We proceeded up the stairs to the roof terrace, which is one of the most popular features of the house due to its famous dragon back design. The roof is arched like the back of a dragon reaching its highest point behind the four chimneys. Gaudi represents an animal's spine by using tiles of different colors, on the right the arch of the dragon's spine starts with green ceramic tiles for scales and comes down on the left with orange ceramic tiles.
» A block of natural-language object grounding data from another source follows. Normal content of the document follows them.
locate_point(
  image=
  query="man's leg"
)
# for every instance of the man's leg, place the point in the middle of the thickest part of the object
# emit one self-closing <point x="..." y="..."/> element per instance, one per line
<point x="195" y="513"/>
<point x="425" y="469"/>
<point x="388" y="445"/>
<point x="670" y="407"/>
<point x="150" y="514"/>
This shows some of the pinkish dragon's scales and the tower, which is one of the highlights of the façade. The tower is a bulbous, root-like structure that evokes plant life that Gaudi modeled. It is topped with a cross of four arms oriented to the cardinal directions that are buds announcing the next flowering. The tower is decorated with monogram of Jesus (JHS), which can be seen on the side in the picture, which is made of ceramic pieces that stand out golden on the green background that covers the facade. This and other symbols show the deep religiosity of Gaudi.


On our way down from the roof we went through the loft, which is considered to be one of the Casa's most unusual spaces. It was formerly a service area for the tenants and contained laundry rooms and storage areas. It is known for its simplicity of shapes and its Mediterranean influence through the use of white on the walls. It consists of a series of sixty catenary arches that creates a space which represents the ribcage of the dragon's spine that is represented in the roof.

We linked up with Dave for lunch and visited the Vinitus Petit restaurant, which was light fare offshoot of Vinitus. When we entered there was a long display on our left with an amazing array of sandwiches, small plates and other choices. The décor was very pleasing and it was not noisy. We each proceeded down the counter and picked out our selections, requested a drink and paid. We chose a comfortable table and enjoyed a delicous lunch with a refreshing glass of Albarino.

After our lunch, Kathy and I continued on for a visit to the Musau del Modernisme de Barcelona. This small museum included furniture as well as paintings and sculpture. It had a number of paintings by Claude Monet and other French impressionists. There were many Spanish impressionists represented with whom I was unfamilar, including Laureano Barrau and Joaquin Sorolla. To my untutored eye, they were the equal of those produced by the French Impressionists. Time flies in museums, and we had to return to our hotel for the Vantage Tour welcome dinner.

The Vantage Tour we were to begin was a small ship cruise all around the Iberian Pennsula. This ship accommodated 44 passengers, and we all were gathering for dinner and to meet and greet. Our stay in Barcelona up to this point was a pre-trip extension.

For a trip, such as this scheduled cruise, Kathy and I like to arrive a couple of days early to explore the city. Also, this is a precaution in case something unexpected happens in transit. On this trip this worked extremely well because our scheduled flight's aircraft had an engine problem, which cancelled the flight.